In terms of the distribution of diagnoses, the rate of dysthymia in our study was quite low when compared with other studies, even though it was found to be higher than in the national survey (11.5% versus 8.8% in the national survey),2 which may be due to the poor validity of the Thai MINI instrument with regard to diagnosis of dysthymia (Cohen’s kappa only 0.2).23 In terms of future research, another instrument, such as the Structured Clinical Interview for DSM-IV Axis I Disorders dysthymia module, may be added to the MINI to ensure a better dysthymia diagnosis.

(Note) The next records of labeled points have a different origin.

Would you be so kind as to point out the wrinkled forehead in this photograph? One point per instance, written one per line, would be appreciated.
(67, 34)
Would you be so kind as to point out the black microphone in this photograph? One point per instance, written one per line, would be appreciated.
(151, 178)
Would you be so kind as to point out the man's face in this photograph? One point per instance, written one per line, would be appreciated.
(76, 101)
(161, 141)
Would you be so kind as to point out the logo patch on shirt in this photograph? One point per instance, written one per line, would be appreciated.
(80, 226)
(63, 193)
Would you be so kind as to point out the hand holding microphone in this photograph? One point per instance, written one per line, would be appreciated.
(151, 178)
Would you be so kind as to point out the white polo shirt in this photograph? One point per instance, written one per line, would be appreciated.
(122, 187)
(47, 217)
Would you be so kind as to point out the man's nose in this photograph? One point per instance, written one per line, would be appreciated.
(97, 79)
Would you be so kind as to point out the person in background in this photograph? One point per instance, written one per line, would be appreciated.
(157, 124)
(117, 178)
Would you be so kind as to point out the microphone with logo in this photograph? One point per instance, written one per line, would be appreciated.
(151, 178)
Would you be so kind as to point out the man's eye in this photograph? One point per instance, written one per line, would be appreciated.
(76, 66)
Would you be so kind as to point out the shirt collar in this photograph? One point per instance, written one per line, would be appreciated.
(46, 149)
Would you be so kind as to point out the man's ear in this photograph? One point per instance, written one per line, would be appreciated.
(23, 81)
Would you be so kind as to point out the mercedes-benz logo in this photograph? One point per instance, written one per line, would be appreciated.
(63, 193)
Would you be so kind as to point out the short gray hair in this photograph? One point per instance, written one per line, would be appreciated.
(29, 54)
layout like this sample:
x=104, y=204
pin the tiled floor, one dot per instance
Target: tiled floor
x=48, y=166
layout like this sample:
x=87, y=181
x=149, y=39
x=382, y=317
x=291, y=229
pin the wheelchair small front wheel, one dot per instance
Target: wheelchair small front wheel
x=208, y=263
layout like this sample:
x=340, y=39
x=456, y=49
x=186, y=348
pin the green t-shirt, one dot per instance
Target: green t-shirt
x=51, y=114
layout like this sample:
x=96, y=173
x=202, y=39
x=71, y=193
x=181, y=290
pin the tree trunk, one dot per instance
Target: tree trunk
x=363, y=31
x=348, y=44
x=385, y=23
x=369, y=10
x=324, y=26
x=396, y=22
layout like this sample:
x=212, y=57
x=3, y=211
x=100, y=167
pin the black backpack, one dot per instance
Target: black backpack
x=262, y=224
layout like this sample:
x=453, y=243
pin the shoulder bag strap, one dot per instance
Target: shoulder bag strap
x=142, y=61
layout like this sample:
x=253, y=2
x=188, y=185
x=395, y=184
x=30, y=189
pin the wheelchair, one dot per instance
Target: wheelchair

With respect to past history of suicide attempts, our study produced similar results to those of the South Korean study (26% versus 21%, respectively),36 both of which are higher scores than those recorded by Claassen et al in the USA (16.5%).40 The rate of recurrent suicidality episodes was found to be higher in our study than in the 2008 national survey in Thailand,2 which was carried out in a primary care setting (and for which the results were 2.4% for the current rate and 0.7% for the recurrent rate).2 This may have been because our research settings were university hospitals, to which patients are often referred from primary care or secondary care hospitals.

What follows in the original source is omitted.